Ainsi, la foudre nous a cueillis. À froid

Ballet dancer Jorge Donn performs Fragments by Maurice Bejart at the Palais des Congres in Paris, France.
Photographie Thierry Orban / Sygma
« La mémoire est une faculté étrange. Certaines choses vous reviennent parfois avec la clarté et la netteté d’un feu d’artifice par une longue nuit noire. D’autres demeurent aussi obscures et floues que des braises mourantes. J’ai toujours essayé de mettre de l’ordre dans mes souvenirs, mais autant tenter d’enfermer la foudre dans une boîte. » (R. J. Palacio, Pony).
Un coup de foudre, et la mémoire se déchire. S’en échappent moult souvenirs vécus ensemble. Des milliers de kilomètres parcourus, des tours du monde, des centaines de reportages. Tu as été un touche‑à‑tout exemplaire. Venu de ta campagne champenoise, tu es monté à Paris pour devenir laborantin, puis ensuite photographe et grand reporter au sein de la prestigieuse agence Sygma où tu as su tout faire. C’est rare, mais ce fut aussi le signe distinctif des grands de Sygma lorsque cette agence tenait son rang parmi les « trois A ». Tu as témoigné avec tes photos de l’histoire du monde — la grande et la petite, la glorieuse et l’anonyme. Tu l’as photographiée avec humilité, au jour le jour, année après année.

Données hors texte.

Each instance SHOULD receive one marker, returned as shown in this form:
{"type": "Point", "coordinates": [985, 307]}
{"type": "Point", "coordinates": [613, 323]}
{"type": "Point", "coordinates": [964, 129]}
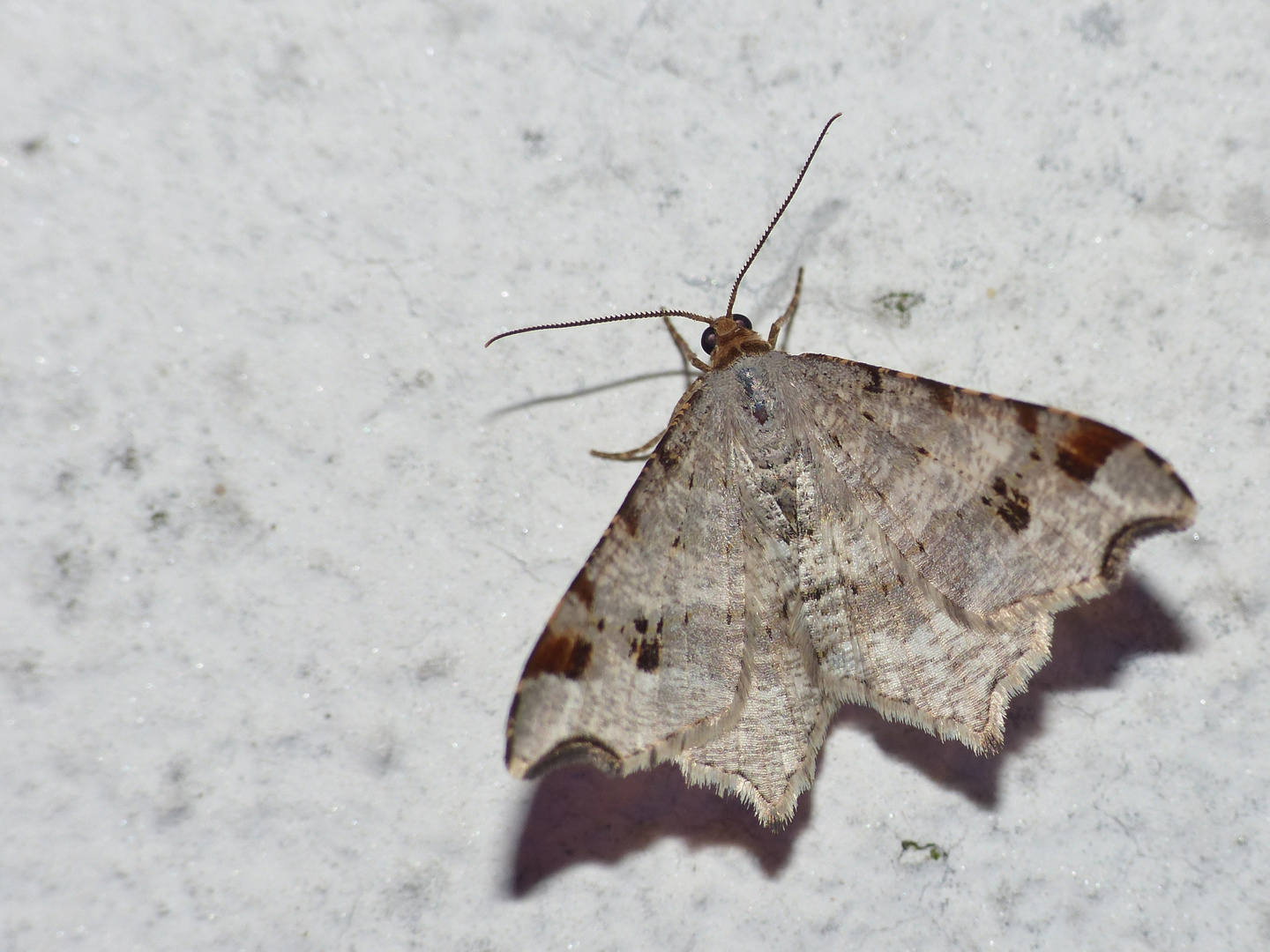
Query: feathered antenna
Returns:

Tu nous l’as rappelé en accrochant, il y a quelques mois, aux cimaises de l’église Sainte‑Foy de Mirmande, ton récent fief drômois, puis à Privas et Montélimar, tes plus belles photos des défilés de mode des années 1990, exubérantes, dont les détails flamboyants — ta spécialité, démarrée sur les bordures des terrains de tennis de Roland‑Garros — sont l’empreinte de ton sens de l’observation jamais pris en défaut et de ton inventivité continuelle. Les souvenirs de ces années d’histoire commune nous secouent. Tout revient.
La foudre des souvenirs nous tombe ainsi dessus. Impossible d’oublier. Thierry — le collègue, le compagnon, l’ami — tu es et restes notre guide. Je te remercie très sincèrement pour ta fidélité. Je salue ton courage. Comment enfermer la foudre ? Quel courage au quotidien il t’aura fallu pour mettre cette foudre au service de France Alzheimer, patronyme que tu as dû détester. Thierry, l’ami cher, ta noblesse s’épanouit en ces terres mirmandaises dont tu as été chassé prématurément.
Je me souviens de tes visites à distance de ton jardin, pendant lesquelles tu me récitais les noms des arbres, fleurs et plantes. Tu les énonçais pour faire la nique à ton mal. En regardant aujourd’hui les cieux, je crois voir tes cendres briller comme des étoiles. De là‑haut, tu sais que nous ne t’oublierons pas. Ton affection et ton amitié nous ont été plus que précieuses. Elles demeurent imprimées sur nos rétines. Elles sont gravées en nous.